1955 – Maartnummer “De Band” : Soldaat Louis Polfliet.
-Louis Polfliet vanuit Aken :“Wanneer ik zo bij mezelf naga, wat ik in ’t leger heb bijgeleerd, dan moet ik zeggen : eigen karakter en vast karakter ! Op m’n eigen benen leren staan !”
-1955 – Septembernummer “De Band” : “De slechte kant van de medaille is wel dikwijls de geest van de soldaten. Hoevelen blijven trouw aan hetgeen ze thuis geleerd hebben in de organisaties van de katholieke actie ? Weinigen ! Waar is voor velen hun zondagsplicht ? Men merkt er niet veel van ! Maar aan de legerdienst is ook een goede kant : een soldaat leert een man worden een zelfstandig man. Hij leert er nadenken, omdat hij tijd heeft. Hij doet veel mensenkennis op, omdat hij verschillende karakters tegen komt onder zijn term. Hij leert zich zelf te behelpen, en meer zijn thuis te waarderen. “De Band” is heel goed opgesteld. Voor mij moest er al eens de loopbaan in staan van één of andere renner. De beste groeten aan allen vanuit de kazerne “Tabora” !”
Foto’s :
-Gaston Keulemans als vierde van rechts met de mannen van het eerste uur van de Leestse Jongenschiro. Links Frans Gillis, een onbekend priester, Miel Polfliet, een gewestelijke Chiro-leider, Gaston, Eddy Beterams, Karel Fierens en Louis Vloebergh.
-De Tabora-kazerne in Aken waar Louis Polfliet karakter kweekte en op eigen benen leerde staan.
“Aan de welvoorziene tafel hadden een 40-tal genodigden plaatsgenomen.” (“DB”, jan.’55) “In Vlaanderen is geen vereniging denkbaar zonder “drink- en eetbijeenkomsten” of de liefde van de doorsnee burger passeert langs de maag.” Schreef Guido Hellemans in “Rust Roest Ontmaskerd”. “Zolang als maar de tering naar de nering stelt schaadt dit niet.

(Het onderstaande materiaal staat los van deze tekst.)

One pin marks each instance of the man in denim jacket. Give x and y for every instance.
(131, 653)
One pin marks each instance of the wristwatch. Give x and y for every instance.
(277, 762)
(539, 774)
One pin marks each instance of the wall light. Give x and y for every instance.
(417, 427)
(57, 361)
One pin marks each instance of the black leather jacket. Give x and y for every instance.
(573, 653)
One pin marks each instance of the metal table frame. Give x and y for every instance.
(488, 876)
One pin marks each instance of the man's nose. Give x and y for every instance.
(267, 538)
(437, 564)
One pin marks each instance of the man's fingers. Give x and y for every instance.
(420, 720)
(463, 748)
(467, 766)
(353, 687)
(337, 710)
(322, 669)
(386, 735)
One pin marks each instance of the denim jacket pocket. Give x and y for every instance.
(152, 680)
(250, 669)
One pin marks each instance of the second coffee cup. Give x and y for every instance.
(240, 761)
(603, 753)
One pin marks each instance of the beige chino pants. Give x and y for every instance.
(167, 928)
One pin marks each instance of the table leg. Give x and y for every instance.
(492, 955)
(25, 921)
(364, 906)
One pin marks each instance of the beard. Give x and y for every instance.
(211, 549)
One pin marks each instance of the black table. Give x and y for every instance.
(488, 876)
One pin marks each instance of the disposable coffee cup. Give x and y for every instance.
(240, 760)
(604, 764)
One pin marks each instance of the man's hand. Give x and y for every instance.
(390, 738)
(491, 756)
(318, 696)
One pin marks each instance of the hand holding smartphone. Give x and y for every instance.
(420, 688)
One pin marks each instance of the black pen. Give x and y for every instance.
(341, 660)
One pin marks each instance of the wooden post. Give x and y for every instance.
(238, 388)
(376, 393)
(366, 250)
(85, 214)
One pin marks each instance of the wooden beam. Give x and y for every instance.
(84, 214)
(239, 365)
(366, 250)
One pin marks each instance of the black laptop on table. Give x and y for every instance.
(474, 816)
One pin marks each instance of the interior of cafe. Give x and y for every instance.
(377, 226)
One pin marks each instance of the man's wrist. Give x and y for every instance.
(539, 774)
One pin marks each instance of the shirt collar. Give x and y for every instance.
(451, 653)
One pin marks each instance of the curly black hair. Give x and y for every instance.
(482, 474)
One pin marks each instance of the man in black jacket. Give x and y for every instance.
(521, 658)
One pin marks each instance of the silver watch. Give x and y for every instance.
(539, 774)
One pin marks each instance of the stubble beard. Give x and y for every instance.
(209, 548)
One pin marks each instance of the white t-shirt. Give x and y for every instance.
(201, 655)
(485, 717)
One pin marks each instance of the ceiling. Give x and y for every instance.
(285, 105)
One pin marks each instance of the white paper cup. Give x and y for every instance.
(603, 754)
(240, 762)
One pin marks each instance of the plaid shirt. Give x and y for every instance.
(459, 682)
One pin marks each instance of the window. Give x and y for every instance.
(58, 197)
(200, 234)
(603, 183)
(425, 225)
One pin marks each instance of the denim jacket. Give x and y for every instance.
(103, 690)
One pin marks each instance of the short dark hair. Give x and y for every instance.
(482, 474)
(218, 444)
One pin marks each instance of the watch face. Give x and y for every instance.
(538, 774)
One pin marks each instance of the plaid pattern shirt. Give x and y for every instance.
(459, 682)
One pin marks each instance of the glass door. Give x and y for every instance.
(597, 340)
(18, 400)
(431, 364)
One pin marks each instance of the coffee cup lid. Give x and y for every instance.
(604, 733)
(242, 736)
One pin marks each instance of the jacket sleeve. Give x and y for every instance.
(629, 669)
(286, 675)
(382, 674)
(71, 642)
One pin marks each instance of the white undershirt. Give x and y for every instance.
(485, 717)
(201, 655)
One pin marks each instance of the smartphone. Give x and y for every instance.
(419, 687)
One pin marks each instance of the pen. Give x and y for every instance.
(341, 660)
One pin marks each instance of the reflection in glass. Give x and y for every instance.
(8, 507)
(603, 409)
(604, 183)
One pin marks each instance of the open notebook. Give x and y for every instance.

Dus ook bij Rust Roest werd er aardig wat gegeten en … gefeest. Van in de vroegste jaren hadden teerfeesten plaats bij Van den Heuvel, later bij Theodoor Teughels. Zo herinner ik mij als kind (10 jaar) zulke teerfeesten meegemaakt te hebben omdat ik met een toneelrolletje was bedacht. Wat deed men nu op zulk feest ? Eten, drinken, lachen en luisteren naar kluchtliedjes en grappen, dansen en springen. Kortom leute en plezier. Als bijzonderheid meld ik nog dat de muziek tijdens “de dans” gespeeld werd door Pieter Verbeeck. (zie foto) Rond de jaren ’60 kwamen ook deze feesten in verval zodat ze niet meer plaatshadden…”
1955 – Zondag 16 januari : Toneelavond van de Chiro.
Na een openingsformatie door heel de groep, met een flinke muziekkapel en kleurige Chirovaandels, volgde onmiddellijk het detectivestuk : “Het Rode Paspoort”, een zeer geheimzinnig stuk, met spanning tot het laatste ogenblik. Na de pauze volgden er nog verschillende korte nummertjes, die zeer in de smaak gevallen zijn. Vlak voor de pauze hield Z.E.H. Engelen, gewestproost voor Brussel, een mooie rede over het wezen en doel van onze Chirobeweging. (DB,nr.1,1955)
1955 – Zondag 23 januari : Gastoptreden van “Rust Roest” te Heffen.
Die dag trad de Leestse toneelgroep op in buurgemeente Heffen met “Amor is wispelturig, Fortuna is wreed”. Er was veel belangstelling. (“DB”,jan.’55)
1955 – 29, 30 en 31 januari : Handelsfoor in zaal St.-Cecilia.
“Bij Frans Huybrechts ging er die dagen een handelsfoor door. Vooral alle soorten stoven, radio- en televisietoestellen werden tentoongesteld.” (“DB”, jan.’55)
1955 – 30 januari : Eucharistische Kruistocht ging naar toneel.
“Onze E.K. heeft op zondag 30 januari de toneelvoorstelling “De Bremer Stadsmuzikanten” bijgewoond, opgevoerd door het Vlaams Toneel. De voorstelling ging door in de Feestzaal H. Hart te Mechelen.” (“DB”, jan.’55)
De Eucharistische Kruistocht werd ca. 1927 opgericht door pastoor Beuckelaers, in Leest uitsluitend voor meisjes. Een kruistochter verbond er zich toe eenmaal per week te communiceren en ’s morgens zijn dag op te dragen aan het H. Hart van Jezus. De groep bleef in Leest bestaan tot halfweg de jaren zestig. (W. Hellemans “De St-Niklaasparochie in Leest”)
1955 – Maandag 31 januari : Start Lessenreeks voor B.J.B.-ers.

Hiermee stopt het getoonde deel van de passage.